Su vuelo había sufrido una demora de tres horas en Nairobi y, a pesar de los cuatro whiskys generosos que se tomó, sólo logró dormir de a ratos hasta que el Boeing intercontinental aterrizó en el aeropuerto de Heathrow. Johnny Lance sentía los ojos irritados como si alguien le hubiese arrojado un puñado de arena y se encontraba de espantoso mal humor cuando, después de haber tenido que cumplir con los afrentosos trámites de la Aduana y de la Oficina de Inmigración, salió por fin al vestíbulo principal de la terminal de vuelos internacionales. Allí lo esperaba el representante en Londres de la Compañía de Diamantes Van Der Byl. —¿Tuviste buen viaje, Johnny? —Ni me lo nombres; fue un infierno —rezongó Johnny. —Te servirá de entrenamiento —comentó el representante con una sonrisa, pues ambos habían compartido algunas salidas nocturnas bastante licenciosas. Johnny le devolvió la sonrisa sin mucho entusiasmo. —¿Me conseguiste alojamiento y un coche? —Sí. El Dorchester y un Jaguar. —El representante le entregó las llaves del auto. —Y también reservé dos asientos de primera clase en el vuelo de mañana a las 09:00 a Ciudad del Cabo. Encontrarás los pasajes en la conserjería del hotel. —Espléndido —comentó Johnny mientras dejaba caer las llaves en el bolsillo de su sobretodo y echaban a andar hacia la salida—. Ahora dime: ¿dónde cuernos está Tracey van der Byl? El representante se encogió de hombros. —Desde que te escribí, desapareció del mapa por completo. Ni siquiera se me ocurre dónde podrías comenzar a buscarla. —¡Fantástico! ¡Qué buena noticia! —exclamó Johnny con irritación mientras se dirigían a la playa de estacionamiento—. Comenzaré con Benedict. —¿El Viejo está enterado de lo de Tracey? Johnny hizo un gesto negativo con la cabeza. —No anda muy bien de salud, así que me pareció mejor no decirle nada. —Este es tu coche —dijo el representante, deteniéndose junto a un Jaguar gris perla—. ¿Te quedará algún rato libre para que tomemos un trago? —Esta vez no; de veras lo siento. —Johnny se instaló detrás del volante. —Tendremos que dejarlo para el próximo viaje. —Te tomo la palabra —dijo el representante y se alejó a pie. Ya casi era de noche cuando Johnny cruzó el puente de Hammersmith bajo el compacto smog de la tarde, y luego se perdió dos veces en el laberinto de Belgravia antes de encontrar el angosto callejón detrás de Belgrave Square y estacionar allí el Jaguar.

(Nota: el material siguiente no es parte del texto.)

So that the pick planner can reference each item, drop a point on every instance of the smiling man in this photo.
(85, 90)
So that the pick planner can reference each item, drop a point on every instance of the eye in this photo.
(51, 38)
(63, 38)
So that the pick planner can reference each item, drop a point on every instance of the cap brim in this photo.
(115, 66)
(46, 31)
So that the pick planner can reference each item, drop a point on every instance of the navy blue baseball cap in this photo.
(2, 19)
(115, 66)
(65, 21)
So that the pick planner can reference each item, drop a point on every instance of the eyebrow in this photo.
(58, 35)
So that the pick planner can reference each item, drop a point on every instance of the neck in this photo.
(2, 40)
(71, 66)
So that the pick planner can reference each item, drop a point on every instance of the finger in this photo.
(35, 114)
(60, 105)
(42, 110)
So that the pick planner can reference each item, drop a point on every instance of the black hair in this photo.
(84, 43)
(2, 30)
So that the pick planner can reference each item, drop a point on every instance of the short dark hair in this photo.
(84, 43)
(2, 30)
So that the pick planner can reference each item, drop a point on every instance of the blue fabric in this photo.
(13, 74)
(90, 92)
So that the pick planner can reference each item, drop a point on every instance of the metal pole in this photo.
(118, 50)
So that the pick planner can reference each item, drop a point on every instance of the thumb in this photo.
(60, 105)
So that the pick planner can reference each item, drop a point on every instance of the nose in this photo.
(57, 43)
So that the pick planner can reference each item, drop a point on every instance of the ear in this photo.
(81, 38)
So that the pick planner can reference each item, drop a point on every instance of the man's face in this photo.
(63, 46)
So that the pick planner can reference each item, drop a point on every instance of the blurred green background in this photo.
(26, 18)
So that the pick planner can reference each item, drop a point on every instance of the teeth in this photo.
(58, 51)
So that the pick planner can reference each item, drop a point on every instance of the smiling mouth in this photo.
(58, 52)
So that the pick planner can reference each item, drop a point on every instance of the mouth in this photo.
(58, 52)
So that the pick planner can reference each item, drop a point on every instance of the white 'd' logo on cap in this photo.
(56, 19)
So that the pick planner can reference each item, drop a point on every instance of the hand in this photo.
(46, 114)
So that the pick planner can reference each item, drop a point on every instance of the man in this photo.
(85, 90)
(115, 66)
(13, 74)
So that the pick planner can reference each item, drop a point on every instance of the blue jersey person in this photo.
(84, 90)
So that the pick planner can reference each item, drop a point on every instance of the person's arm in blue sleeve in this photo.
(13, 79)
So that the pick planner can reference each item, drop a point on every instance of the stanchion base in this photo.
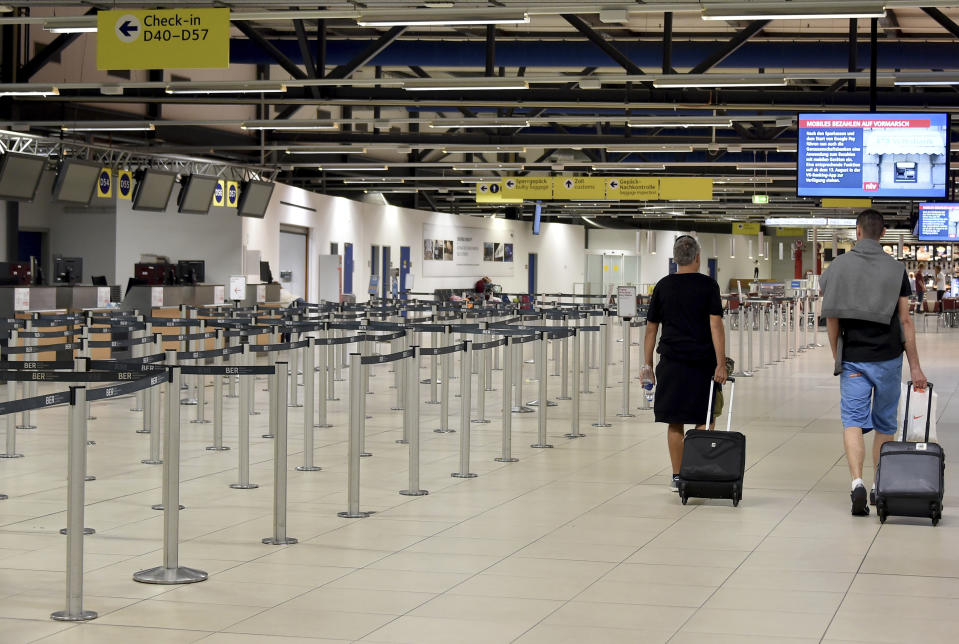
(168, 576)
(281, 541)
(85, 531)
(65, 616)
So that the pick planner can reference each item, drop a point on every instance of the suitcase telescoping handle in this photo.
(905, 421)
(729, 411)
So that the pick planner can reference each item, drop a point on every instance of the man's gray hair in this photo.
(685, 250)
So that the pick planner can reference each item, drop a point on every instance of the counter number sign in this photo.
(176, 38)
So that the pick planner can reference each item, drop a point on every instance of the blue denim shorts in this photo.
(869, 392)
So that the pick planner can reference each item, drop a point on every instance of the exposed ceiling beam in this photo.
(598, 40)
(730, 47)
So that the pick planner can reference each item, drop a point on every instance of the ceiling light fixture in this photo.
(254, 87)
(442, 19)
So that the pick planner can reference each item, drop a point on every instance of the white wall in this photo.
(337, 219)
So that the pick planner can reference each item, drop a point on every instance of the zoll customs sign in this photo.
(163, 39)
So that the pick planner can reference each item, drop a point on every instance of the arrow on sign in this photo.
(126, 28)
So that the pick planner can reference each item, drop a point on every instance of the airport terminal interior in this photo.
(327, 321)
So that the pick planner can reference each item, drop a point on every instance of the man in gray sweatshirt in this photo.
(866, 306)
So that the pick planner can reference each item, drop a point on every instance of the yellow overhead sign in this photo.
(527, 187)
(746, 228)
(163, 39)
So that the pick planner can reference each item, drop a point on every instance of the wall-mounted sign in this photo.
(105, 183)
(237, 287)
(125, 184)
(167, 38)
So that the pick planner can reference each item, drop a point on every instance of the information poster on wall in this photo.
(21, 299)
(461, 251)
(103, 297)
(237, 287)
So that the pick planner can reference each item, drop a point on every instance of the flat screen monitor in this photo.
(938, 222)
(153, 190)
(20, 175)
(196, 194)
(873, 154)
(191, 271)
(76, 181)
(254, 199)
(68, 270)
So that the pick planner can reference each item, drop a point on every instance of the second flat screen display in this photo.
(873, 155)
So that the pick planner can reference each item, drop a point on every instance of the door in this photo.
(293, 262)
(404, 270)
(531, 276)
(348, 268)
(385, 281)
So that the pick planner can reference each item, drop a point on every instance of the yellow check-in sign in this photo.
(163, 39)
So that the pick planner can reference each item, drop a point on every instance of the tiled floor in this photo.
(581, 543)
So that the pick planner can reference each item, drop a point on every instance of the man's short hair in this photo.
(685, 250)
(871, 224)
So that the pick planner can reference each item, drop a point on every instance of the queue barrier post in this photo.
(171, 572)
(309, 375)
(243, 440)
(603, 362)
(412, 418)
(76, 462)
(279, 537)
(357, 421)
(465, 404)
(541, 412)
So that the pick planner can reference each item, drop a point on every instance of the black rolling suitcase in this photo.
(909, 482)
(714, 463)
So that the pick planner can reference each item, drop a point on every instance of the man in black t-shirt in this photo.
(866, 306)
(692, 349)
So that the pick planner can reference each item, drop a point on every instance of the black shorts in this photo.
(682, 391)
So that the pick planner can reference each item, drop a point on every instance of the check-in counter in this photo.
(81, 297)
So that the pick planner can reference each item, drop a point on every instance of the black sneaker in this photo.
(860, 501)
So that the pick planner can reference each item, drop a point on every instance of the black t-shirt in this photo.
(682, 304)
(865, 341)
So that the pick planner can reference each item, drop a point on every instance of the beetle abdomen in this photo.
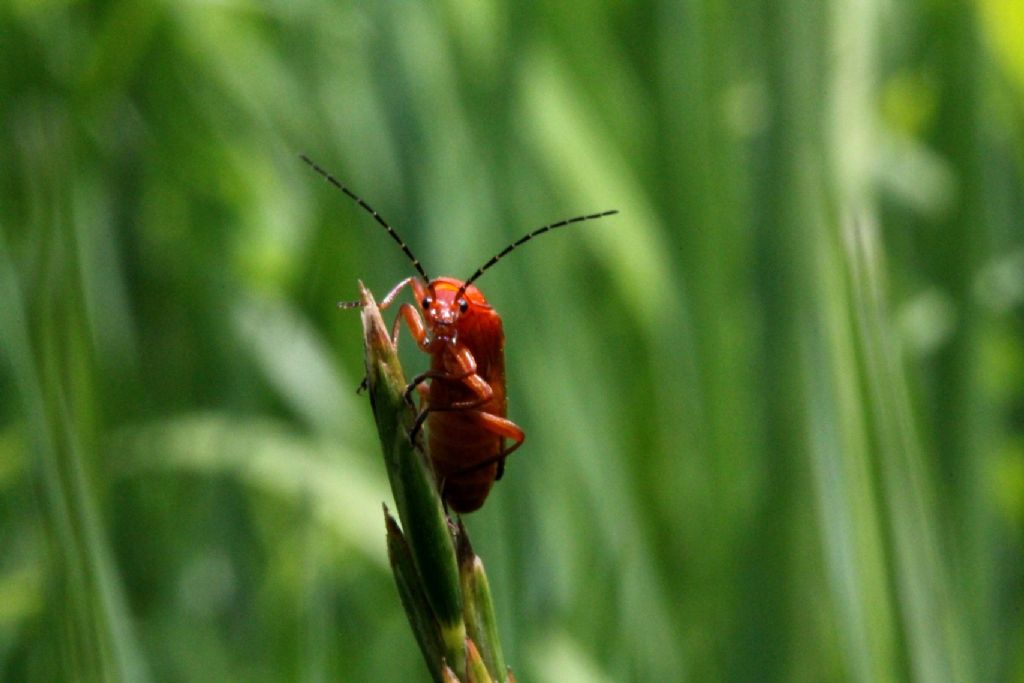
(464, 458)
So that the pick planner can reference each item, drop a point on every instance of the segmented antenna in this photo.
(526, 238)
(390, 230)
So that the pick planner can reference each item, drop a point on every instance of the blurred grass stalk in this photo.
(445, 596)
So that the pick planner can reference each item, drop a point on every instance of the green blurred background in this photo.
(774, 409)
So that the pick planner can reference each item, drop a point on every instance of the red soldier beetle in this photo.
(465, 406)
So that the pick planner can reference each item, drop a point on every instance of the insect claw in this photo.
(418, 425)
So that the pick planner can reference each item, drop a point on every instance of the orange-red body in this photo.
(464, 406)
(467, 428)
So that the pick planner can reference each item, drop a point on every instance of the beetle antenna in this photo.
(526, 238)
(390, 230)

Johnny observó con desaprobación que la fachada del departamento había sido renovada por completo, sin fijarse en gastos, desde la última vez que la vio. Tal vez Benedict no fuera muy competente en cuanto a ganar dinero, pero no cabía duda de que era un verdadero experto en despilfarrarlo. Adentro había luces encendidas y Johnny hizo sonar el llamador de la puerta con seis golpes vigorosos, que resonaron sordamente en el callejón. En el silencio que siguió, oyó-un murmullo de voces detrás de las cortinas y una sombra se desplazó velozmente de un lado al otro de la ventana. Johnny aguardó tres minutos en medio del frío y luego retrocedió unos pasos hasta quedar en mitad del callejón. —Benedict van der Byl —aulló—. Te daré la oportunidad de que me abras la puerta antes de que cuente hasta diez. Si para entonces no lo has hecho, la derribaré a patadas. Hizo una inspiración profunda y volvió a desgañitarse. —Soy Johnny Lance… y sabes que hablo en serio. La puerta se abrió casi inmediatamente. Johnny la transpuso, sin mirar siquiera al hombre que la sostenía abierta, y avanzó con paso resuelto hacia el vestíbulo. —Maldito seas, Lance. No puedes entrar allí —dijo Benedict van der Byl mientras corría tras él. —¿Por qué no? —preguntó Johnny mirándolo por encima del hombro—. Es un departamento de la Compañía, y yo soy el gerente general. Antes de que Benedict pudiera responder, Johnny ya había entrado al living. Una de las muchachas levantó su ropa del suelo y huyó desnuda hacia el pasillo que conducía al dormitorio. La otra se tiró un caftán por encima de la cabeza y le lanzó a Johnny una mirada de odio y de resentimiento. Su cabellera era un conglomerado de pelos parados y revueltos, como si se los hubiese batido hasta formar un halo grotesco de rizos rígidos. —Linda fiestita —comentó Johnny, echándole una mirada al proyector de cine apoyado sobre una mesa y luego a la pantalla que colgaba del otro extremo de la habitación—. Con películas y todo. —¿Es usted de la policía? —preguntó la muchacha. —Vaya descaro el tuyo, Lance. —Benedict van der Byl estaba ahora junto a él, atándose el cordón de la bata de seda.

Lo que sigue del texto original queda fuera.